In a prospective trial of the German CLL study group (GCLLSG) comparing fludarabine versus FC, results for 375 patients showed superior response rate for the combination.4 The FC combination chemotherapy resulted in a significantly higher CR rate (16%) and overall response rate (94%) compared with fludarabine alone (5% and 83%; p=0.004 and 0.001, respectively).

The FC treatment also resulted in a longer median duration of response (48 vs 20 months; p=0.001), and a longer event-free survival (49 vs 33 months; p=0.001). So far, no difference in the median overall survival could be observed within a median observation period of 22 months. FC caused significantly more thrombocytopenia and neutropenia, but less anaemia than fludarabine. FC did not increase the number of severe infections.4 Rituximab-based Chemo-immunotherapy
Rituximab, an anti-CD20 monoclonal antibody, has only recently provoked interest for the treatment of CLL. As a single agent, rituximab is less active than in follicular lymphoma, unless very high doses are used.5,6 Somewhat surprisingly, combinations of rituximab with chemotherapy have proven to be very efficacious therapies for CLL.

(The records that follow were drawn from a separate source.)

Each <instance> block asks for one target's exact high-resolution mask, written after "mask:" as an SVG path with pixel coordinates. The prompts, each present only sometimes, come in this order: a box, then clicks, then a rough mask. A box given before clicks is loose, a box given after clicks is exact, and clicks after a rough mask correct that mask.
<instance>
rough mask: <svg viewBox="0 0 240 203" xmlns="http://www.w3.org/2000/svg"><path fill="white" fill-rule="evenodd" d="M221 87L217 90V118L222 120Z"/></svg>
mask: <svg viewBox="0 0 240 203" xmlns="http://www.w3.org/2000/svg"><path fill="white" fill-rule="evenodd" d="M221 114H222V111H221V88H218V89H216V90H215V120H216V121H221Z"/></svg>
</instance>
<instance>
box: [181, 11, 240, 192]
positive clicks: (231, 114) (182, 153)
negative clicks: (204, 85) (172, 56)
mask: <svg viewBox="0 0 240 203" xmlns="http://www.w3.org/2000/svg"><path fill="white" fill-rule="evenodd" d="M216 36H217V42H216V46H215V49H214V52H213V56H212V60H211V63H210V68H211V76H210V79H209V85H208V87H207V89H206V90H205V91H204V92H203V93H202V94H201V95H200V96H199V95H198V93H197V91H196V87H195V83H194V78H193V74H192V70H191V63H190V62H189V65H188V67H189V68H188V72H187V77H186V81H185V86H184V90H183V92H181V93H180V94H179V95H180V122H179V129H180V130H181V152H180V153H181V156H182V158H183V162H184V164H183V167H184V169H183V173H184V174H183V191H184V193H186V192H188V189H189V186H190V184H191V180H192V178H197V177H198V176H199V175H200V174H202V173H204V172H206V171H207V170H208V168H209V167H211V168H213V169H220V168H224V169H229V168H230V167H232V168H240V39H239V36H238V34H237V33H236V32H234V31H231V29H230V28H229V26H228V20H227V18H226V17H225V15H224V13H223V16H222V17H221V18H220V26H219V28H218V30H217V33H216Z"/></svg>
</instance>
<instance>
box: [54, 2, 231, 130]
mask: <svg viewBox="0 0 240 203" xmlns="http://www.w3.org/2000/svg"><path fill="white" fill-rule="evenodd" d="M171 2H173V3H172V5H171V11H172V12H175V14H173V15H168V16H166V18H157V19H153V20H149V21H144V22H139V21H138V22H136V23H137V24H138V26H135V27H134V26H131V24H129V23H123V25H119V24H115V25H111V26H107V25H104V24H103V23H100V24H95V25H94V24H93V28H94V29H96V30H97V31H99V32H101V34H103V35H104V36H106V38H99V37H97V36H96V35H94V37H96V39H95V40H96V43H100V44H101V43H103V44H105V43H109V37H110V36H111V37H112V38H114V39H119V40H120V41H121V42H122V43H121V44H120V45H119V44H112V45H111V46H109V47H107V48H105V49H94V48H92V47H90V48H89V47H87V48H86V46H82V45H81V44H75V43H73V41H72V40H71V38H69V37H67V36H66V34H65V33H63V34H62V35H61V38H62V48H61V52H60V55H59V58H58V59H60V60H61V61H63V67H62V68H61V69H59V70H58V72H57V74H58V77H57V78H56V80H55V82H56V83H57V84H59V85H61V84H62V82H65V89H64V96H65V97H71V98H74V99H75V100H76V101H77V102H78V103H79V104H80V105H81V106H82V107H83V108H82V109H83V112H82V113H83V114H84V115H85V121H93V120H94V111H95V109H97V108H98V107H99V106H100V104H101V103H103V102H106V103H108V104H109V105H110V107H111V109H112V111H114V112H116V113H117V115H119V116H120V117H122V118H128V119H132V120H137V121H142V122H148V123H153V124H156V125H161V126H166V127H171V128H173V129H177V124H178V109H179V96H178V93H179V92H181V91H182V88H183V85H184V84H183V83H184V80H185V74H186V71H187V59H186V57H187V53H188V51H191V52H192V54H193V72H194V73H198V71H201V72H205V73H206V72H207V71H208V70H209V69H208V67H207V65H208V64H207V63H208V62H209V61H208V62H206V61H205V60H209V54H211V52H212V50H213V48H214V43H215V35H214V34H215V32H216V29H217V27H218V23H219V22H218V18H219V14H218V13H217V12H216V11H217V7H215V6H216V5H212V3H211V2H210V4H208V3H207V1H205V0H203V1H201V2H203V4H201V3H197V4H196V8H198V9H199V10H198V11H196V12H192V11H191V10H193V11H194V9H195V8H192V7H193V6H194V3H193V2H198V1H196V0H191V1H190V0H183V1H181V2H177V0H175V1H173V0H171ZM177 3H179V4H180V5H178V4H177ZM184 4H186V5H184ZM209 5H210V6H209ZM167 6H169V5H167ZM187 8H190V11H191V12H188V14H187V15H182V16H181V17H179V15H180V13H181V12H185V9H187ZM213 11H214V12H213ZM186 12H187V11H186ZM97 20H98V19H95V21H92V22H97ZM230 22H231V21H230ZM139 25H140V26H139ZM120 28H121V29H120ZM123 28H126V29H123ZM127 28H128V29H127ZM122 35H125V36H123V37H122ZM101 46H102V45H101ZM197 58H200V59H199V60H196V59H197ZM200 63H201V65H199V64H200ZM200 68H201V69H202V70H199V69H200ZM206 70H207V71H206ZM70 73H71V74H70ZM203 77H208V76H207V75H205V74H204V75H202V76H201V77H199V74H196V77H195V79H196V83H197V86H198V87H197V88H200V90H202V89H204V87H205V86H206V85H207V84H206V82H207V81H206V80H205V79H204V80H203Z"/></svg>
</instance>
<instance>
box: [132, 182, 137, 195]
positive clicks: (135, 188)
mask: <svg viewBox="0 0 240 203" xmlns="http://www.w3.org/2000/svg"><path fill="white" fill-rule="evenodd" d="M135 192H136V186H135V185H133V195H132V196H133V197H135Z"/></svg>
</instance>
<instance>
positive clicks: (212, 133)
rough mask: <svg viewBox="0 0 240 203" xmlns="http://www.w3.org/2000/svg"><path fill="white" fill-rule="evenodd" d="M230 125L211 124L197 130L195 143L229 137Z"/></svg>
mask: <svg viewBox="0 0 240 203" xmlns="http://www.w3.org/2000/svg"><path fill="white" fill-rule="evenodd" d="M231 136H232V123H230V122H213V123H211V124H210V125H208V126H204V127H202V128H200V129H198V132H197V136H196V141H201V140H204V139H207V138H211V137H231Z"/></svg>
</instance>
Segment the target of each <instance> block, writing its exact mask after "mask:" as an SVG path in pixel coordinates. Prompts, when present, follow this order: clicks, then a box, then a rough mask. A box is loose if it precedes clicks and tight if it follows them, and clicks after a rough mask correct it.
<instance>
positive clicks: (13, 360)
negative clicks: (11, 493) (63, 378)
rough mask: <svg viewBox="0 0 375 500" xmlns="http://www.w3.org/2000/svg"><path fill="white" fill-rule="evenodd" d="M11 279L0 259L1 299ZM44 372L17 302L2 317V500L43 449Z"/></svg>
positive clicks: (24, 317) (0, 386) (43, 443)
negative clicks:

There is preclinical evidence for synergy between rituximab and fludarabine.7 The majority of rituximab combination studies in CLL have focused on combinations with fludarabine or fludarabinebased regimens.

A multicentre phase II study of GCLLSG has evaluated the efficacy and safety of rituximab plus fludarabine in patients with previously treated or untreated CLL.8 Of 31 patients treated, 27 (87%) responded, with 10 patients (32%) achieving a complete response.

Byrd and colleagues combined rituximab with fludarabine in either a sequential or concurrent regimen in a randomized study (Cancer and Leukemia Group B (CALGB) 9712 protocol).9 Patients (n=104) with previously untreated CLL received six cycles of fludarabine, with or without rituximab, followed by four once-weekly doses of rituximab.

Overall and complete response rates were higher in the concurrent group (90% and 47% vs 77% and 28%). Similarly, in a large phase II trial conducted at the MD Anderson Cancer Center on 224 patients with previously untreated CLL, rituximab plus FC achieved a response rate of 95%, with 71% complete responses.10

Median overall survival was not reached in patients treated with rituximab plus FC, and was significantly longer than in patients treated with FC alone in a historical comparison.